I discovered the notion of “perceptive hash”, which is essentially the problem of recognition through the simplification of data, wondering how websites such as TinEye, worked in their way to find similar images. I subsequently discovered that there is an open source library called pHash that allows this kind of features (not to mention computer vision frameworks such as OpenCV, or the incredible Accord.net developped by Cesar Souza)

To find similar pictures, there are serveral hurdles. First : all the pictures might not have the same size, they can be cropped, (slightly) modified  or rotated.It seems that there are two solutions. The first consists in a brutal dowsizing of the images, followed by a Fourier transform : the Fourier coefficients will capture the fingerprint of the image (this is somehow similar to how How Shazam works) for comparison to a database.
Another option is consider the histogram instead of the picture, and perform comparision using least-square or Bhattacharya distance.

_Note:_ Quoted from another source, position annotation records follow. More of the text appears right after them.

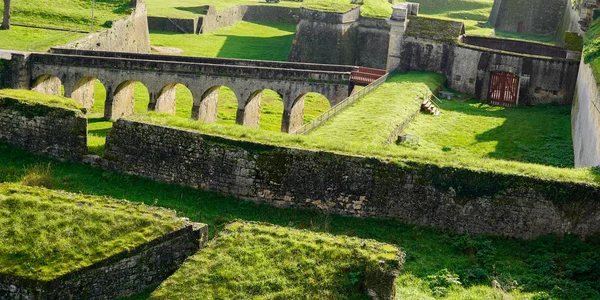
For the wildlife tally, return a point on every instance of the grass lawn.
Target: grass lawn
(45, 234)
(68, 14)
(33, 39)
(373, 118)
(261, 261)
(246, 40)
(563, 267)
(540, 134)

Size reduction and/or histograms to find similar images

I guess this is the one used by TinEye
These methods are rather robust to slight changes in the image, for there is no information on scale, and because the actual location of pixels is erased .
Note that Google image search is based on contextual informations, rather than on actual images.

Face recognition is another problem. First, one has to dectect a face. This is done through machine learning and particulare metrics. I remember (when I used it) that a popular algorithm was Viola-Jones algorithm. The underlying idea is to compute what is called the so-called integral image,where each pixel is the some of all the preceding pixels and comparision with Haar basis function. It turns out that a face is (perceptively) the combination of certain Haar functions, the successful combinations being determined by learning. For Facial recognition (i.e. to tell two person apart, in software such as iPhoto or facebook), I don’t know how they do!

Spell correction is also a class of feature recognition. A good explanation of how it works is detailed here. I first thought that the employed method would use specific word weighting, but no : it seems to be only inferences ;-(. I want to mention the map of Paris metro made only with anagrams which really impressionned me. I still don’t know how the guy managed to get all these anagrams. Not by hand, I hope!

For optical character recognition, they also use neural networks, probably in conjunction with wavelet or mathematical morphology to remove all unwanted features. But I never got very deep into that problem… Can somebody give me information on the state of the art?

 

I want to mention here the website Hook theory (and the companion iPad book) which tries to explain how music works, emotionnally.
I guess that understanding why a feature is the way it is is more sutble than brute-force search for patterns.
Emotion vs. Reason. Again